La théorie de la complexité des algorithmes est un élément central de la notion de fonction à sens unique. En effet, cette théorie donne un sens mathématique à la notion floue de difficulté à trouver un antécédent.

Exemple[modifier | modifier le code]

Un exemple classique de fonction à sens unique est le problème du sac à dos: soit un ensemble de n nombres I={a_1, a_2,...a_n} et un sous-ensemble J de I, il est très facile de calculer la somme m des éléments de J. En revanche, I et m étant fixés, il est très difficile de trouver J sous ensemble de I tel que la somme des éléments de J soit égale à m. La théorie de la complexité montre d'ailleurs que le problème du sac à dos est NP-complet, c'est-à-dire qu'il n'existe presque certainement aucun algorithme capable de calculer une solution en un temps qui croisse comme un polynôme en n. Ce problème fut d'ailleurs à la base d'un des premiers algorithmes de cryptographie asymétrique, l'algorithme de Merkle-Hellman.

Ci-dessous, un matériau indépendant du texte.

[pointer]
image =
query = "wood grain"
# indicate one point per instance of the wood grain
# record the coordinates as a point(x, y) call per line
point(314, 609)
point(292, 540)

Un autre exemple est celui de la factorisation d'un entier. Soient deux nombres premiers p et q. Calculer x = pq est facile même si p et q sont très grands. Par contre, le meilleur algorithme (le General Number Field Sieve)[réf. souhaitée] connu aujourd'hui pour retrouver p et q à partir de x a un temps de calcul qui croît comme

O\left(\exp\left(\left(\begin{matrix}\frac{64}{9}\end{matrix} b\right)^{1\over3} (\log b)^{2\over3}\right)\right).

où b est le nombre de bits de x (cet algorithme n'est donc pas polynomial, et le temps de calcul croît rapidement en fonction de la taille des données). Il faut cependant savoir qu'il n'existe pas de résultat en théorie de la complexité permettant de garantir l'appartenance ou non du problème de factorisation à la classe des problèmes polynomiaux. Le problème de factorisation est à la base du cryptosystème RSA.

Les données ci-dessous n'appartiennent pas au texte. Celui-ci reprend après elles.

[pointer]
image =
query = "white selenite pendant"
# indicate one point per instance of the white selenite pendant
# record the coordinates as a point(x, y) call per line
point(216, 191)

Fonctions à brèche secrète[modifier | modifier le code]

Certaines fonctions à sens unique sont appelées fonctions à brèche secrète en raison d'une « brèche secrète » qui permet à quelqu'un la connaissant de revenir facilement en arrière. Ce principe est utilisé entre autres pour le cryptosystème RSA, la clé privée (obtenue à partir des nombres p et q ci-dessus) étant la brèche.

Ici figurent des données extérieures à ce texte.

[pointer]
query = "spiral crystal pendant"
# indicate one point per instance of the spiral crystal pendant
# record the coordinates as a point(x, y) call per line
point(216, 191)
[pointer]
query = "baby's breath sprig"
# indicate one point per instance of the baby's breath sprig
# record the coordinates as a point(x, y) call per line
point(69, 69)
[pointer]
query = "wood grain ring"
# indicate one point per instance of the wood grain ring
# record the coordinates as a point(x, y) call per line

De telles fonctions sont difficiles à trouver et tous les problèmes ne s'y prêtent pas. On pense que les fonctions basées sur le problème du logarithme discret (modulo un nombre premier ou défini sur le groupe d'une courbe elliptique) ne sont pas des fonctions à brèche secrète, car les groupes considérés ne semblent pas avoir de trappes connues[réf. nécessaire].